Chapter 4 Experiences following a suicide attempt
4.1 Suicidality after a suicide attempt: A range of possibilities
4.1.1 Catharsis
In a paper initially presented in 1938, Zilboorg (1996) discussed the case of a female patient who showed remarkable improvement after an attempted suicide by hanging. He suggested that many suicidal people feel calmer and more serene shortly after a suicide attempt especially if it has been a medically serious one. He went on to develop the argument that the reason is that a highly charged emotional state, in this case aggression against the self, has been expressed or discharged. He likened this to a situation where a person who is very angry, and has been holding it in, erupts in a tirade or punches someone and then finds the anger has dissipated and the person is now calm. This view of a suicide attempt having a cathartic effect held considerable currency in decades past but has been less widely accepted in recent times. However Sarfati, Bouchard, and Hardy-Baylé (2003) have advocated for its continuing
relevance. They argued that a suicide attempt has a ‘resolving power’ (p.76), and went so far as to suggest that the seeking of this cathartic resolution of painful affect may contribute to the occurrence of repeat attempts. This is a similar argument to the more widely held view that non-suicidal self-harm (such as cutting) serves an emotional regulation function, releasing tension, anger and distress (Favazza, 1996).
4.1.2 The attempt as a gateway to further suicidality
Contrary to the position outlined above, Joiner (2002) has argued that a suicide attempt effectively opens a gateway to further suicidality.

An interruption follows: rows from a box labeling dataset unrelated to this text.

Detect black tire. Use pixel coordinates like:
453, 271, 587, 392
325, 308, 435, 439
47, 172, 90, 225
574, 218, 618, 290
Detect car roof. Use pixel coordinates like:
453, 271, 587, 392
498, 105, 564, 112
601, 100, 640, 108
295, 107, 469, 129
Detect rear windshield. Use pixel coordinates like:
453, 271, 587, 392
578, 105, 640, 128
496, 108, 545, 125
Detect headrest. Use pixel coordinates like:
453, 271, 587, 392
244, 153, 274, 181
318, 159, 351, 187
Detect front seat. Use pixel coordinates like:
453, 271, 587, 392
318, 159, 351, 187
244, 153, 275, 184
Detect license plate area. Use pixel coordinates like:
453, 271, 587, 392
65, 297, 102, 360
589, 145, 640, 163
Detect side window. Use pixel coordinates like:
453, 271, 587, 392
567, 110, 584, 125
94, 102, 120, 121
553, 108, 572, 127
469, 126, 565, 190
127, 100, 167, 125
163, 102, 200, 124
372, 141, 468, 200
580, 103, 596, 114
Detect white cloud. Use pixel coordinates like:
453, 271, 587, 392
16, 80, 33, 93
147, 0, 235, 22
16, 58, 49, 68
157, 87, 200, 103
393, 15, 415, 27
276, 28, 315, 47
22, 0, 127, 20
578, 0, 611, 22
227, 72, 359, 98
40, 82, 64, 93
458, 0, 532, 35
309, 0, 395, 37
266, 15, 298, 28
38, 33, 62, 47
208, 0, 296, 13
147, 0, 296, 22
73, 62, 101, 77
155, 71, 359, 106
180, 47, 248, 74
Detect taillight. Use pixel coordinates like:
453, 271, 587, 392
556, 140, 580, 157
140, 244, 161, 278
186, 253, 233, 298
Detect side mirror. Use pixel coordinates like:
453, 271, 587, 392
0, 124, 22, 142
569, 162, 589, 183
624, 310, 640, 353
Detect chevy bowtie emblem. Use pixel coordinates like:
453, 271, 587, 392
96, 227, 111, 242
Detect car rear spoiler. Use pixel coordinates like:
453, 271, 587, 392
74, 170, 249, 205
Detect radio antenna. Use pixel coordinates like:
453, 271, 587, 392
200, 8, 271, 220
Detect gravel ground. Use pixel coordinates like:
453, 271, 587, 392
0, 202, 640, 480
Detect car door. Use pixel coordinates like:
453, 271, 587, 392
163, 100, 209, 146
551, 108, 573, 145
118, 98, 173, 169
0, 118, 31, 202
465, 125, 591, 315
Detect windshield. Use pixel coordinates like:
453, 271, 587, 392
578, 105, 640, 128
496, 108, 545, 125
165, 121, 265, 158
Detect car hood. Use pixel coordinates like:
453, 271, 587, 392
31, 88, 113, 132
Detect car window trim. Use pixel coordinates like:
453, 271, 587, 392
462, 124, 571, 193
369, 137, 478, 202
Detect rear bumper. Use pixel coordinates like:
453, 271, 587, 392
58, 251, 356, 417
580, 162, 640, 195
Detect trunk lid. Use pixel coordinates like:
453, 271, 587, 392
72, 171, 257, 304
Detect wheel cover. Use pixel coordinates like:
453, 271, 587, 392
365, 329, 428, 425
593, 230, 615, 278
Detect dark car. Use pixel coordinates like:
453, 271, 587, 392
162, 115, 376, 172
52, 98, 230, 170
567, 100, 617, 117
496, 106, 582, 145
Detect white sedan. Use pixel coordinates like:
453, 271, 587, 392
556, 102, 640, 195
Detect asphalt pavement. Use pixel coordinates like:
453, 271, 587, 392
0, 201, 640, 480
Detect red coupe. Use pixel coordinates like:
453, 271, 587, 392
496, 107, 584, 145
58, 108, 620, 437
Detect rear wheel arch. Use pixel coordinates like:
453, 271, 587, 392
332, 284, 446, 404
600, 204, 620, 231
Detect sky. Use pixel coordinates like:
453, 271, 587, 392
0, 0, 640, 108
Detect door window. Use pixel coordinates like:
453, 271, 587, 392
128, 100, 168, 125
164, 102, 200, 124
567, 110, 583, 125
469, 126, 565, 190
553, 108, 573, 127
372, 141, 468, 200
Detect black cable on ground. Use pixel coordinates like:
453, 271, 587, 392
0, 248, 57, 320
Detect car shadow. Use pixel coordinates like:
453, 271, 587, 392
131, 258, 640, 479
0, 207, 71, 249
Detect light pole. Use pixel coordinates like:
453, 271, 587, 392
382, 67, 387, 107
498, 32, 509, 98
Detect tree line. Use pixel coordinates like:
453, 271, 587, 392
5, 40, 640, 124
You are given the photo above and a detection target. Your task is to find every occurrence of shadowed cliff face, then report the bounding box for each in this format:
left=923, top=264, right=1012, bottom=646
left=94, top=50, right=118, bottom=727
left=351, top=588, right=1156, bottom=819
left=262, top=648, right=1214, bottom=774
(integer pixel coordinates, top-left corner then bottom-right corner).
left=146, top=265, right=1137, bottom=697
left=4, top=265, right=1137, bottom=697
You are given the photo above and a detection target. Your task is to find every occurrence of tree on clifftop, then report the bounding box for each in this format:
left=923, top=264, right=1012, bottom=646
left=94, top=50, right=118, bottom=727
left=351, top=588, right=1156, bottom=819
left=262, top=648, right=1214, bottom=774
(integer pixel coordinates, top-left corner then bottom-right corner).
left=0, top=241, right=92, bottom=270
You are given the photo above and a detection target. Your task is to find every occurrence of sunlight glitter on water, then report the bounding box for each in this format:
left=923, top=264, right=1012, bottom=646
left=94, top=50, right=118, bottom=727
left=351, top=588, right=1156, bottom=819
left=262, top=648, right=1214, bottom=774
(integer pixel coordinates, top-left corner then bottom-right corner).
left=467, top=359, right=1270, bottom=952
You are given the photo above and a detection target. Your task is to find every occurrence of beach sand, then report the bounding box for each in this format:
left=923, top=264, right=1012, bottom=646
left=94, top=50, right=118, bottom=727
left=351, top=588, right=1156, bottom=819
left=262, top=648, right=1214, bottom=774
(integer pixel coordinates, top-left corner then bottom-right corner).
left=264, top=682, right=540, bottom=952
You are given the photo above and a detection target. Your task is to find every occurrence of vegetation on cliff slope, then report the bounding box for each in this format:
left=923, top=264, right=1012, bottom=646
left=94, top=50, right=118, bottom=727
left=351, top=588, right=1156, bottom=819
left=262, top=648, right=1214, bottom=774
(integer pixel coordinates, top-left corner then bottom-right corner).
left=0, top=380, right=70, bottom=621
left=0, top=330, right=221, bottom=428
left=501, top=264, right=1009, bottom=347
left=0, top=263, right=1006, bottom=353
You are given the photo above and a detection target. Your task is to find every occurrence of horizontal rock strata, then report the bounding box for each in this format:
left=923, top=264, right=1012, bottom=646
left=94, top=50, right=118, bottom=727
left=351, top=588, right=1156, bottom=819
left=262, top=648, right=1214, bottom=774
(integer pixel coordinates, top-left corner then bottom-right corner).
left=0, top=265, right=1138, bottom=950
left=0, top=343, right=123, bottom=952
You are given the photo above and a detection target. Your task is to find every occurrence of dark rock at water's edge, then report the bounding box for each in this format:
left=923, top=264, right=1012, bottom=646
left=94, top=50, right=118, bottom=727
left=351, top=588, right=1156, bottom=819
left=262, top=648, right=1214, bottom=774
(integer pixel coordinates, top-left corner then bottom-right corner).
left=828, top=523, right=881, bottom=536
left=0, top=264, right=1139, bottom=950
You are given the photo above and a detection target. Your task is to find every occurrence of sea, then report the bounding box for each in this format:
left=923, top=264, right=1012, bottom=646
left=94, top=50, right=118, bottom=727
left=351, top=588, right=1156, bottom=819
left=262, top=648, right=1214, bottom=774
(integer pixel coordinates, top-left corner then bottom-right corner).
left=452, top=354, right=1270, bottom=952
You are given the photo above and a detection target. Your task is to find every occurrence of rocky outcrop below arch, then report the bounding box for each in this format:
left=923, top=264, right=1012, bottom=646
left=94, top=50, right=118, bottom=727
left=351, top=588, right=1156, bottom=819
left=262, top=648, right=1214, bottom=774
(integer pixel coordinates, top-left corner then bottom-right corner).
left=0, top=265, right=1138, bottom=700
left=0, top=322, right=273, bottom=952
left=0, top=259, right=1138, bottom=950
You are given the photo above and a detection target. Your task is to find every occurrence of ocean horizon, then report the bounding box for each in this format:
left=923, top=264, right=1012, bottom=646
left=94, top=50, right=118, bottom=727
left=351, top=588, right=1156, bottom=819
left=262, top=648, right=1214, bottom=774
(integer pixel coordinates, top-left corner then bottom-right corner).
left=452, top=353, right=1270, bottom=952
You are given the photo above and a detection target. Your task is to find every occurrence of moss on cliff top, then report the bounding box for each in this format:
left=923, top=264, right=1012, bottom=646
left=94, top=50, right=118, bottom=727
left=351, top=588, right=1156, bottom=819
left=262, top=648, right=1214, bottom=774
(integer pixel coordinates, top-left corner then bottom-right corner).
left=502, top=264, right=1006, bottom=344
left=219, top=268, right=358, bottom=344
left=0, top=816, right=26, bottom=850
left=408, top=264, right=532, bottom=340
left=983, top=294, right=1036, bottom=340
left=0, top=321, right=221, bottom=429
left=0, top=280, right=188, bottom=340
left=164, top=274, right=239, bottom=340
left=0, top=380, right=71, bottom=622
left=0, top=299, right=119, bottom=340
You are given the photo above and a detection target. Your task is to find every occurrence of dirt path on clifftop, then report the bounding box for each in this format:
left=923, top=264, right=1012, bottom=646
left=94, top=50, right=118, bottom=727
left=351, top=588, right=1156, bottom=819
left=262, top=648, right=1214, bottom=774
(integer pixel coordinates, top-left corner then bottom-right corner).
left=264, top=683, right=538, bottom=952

In this view a suicide attempt is a kind of rehearsal, a way of ‘working up to the act’ (Joiner, 2005, p.47). It reduces the fear, and the sense of danger and alarm, that is otherwise associated with self-injury and usually likely to prevent it. According to Joiner a suicide attempt also enables the person to learn more about how to do it. Joiner (2005) argued that the ability to enact lethal self-injury is acquired, and it is acquired through mental or physical rehearsal. This means that after a person has made one suicide attempt he or she has increased capacity to make another – but will do so only if the desire to suicide and the painful states that underlie such a desire are also present. Joiner (2002, 2005) argued that the theory of acquired capability is consistent with, and at least partially explains, the epidemiological findings that a suicide attempt is associated with elevated risk for further attempt or suicide. According to this view, the reason that many people who make one suicide attempt do not make another is because the desire for suicide is no longer present even though the capability is retained.
4.1.3 The attempt as disruptor of fantasy meanings of suicide
Another possibility may be that confronting the reality of a suicide attempt may create a shift in the underlying (at least partly unconscious) fantasy meanings of suicide, or of death. Alvarez (1971) may provide an example of this in what he says about his own suicide attempt, resultant coma and near death. He wrote that he expected something of death, some kind of solution: ‘a synoptic vision of life, crisis by crisis, all suddenly explained, justified, redeemed’ (p.235). But instead of ‘something overwhelming, an experience which would clarify all my confusions’, what he got was just ‘a denial of experience’ (p.234). Given his level of drunkenness at the time, it seems unlikely these ideas were particularly clear in Alvarez’s mind at the time he overdosed. They may only have become clear in retrospect, but he described using the refrain of wishing he was dead as a kind of mantra ‘to ward off devils’ (p.226) for a long time before his suicide attempt. He located this fantasy of the power and promise of death somewhere within an idealistic, over-sensitive, over-intense self which
somehow hadn’t quite grown up, and wrote that after (a rather slow) recovery from the suicide attempt, these aspects of his self were gone. He gradually emerged as ‘less theoretical, less optimistic [although he had been severely depressed], less vulnerable’ (p.234), and had accepted that there weren’t going to be any answers, even in death.
4.1.4 The attempt precipitates a change in life circumstances
The three possible effects of a suicide attempt outlined above (sections 4.1.1 to 4.1.3) concern a change within the person’s inner life or mental state. Another possibility is that a suicide attempt may result in a change to external life circumstances, which in turn may make a further attempt or subsequent suicide either more or less likely. In Joiner’s (2005) terms the external change may impact on desire for suicide. This could occur, for example, where a suicide attempt somehow results in removal or escape from entrapment within a toxic and/or violent relationship or family. More generally a first suicide attempt may result in a first offer of psychotherapy or other psychiatric treatment, which may over time lead to significant change. Any such change in external life circumstances could occur at the same time as one of the internal psychological changes discussed above.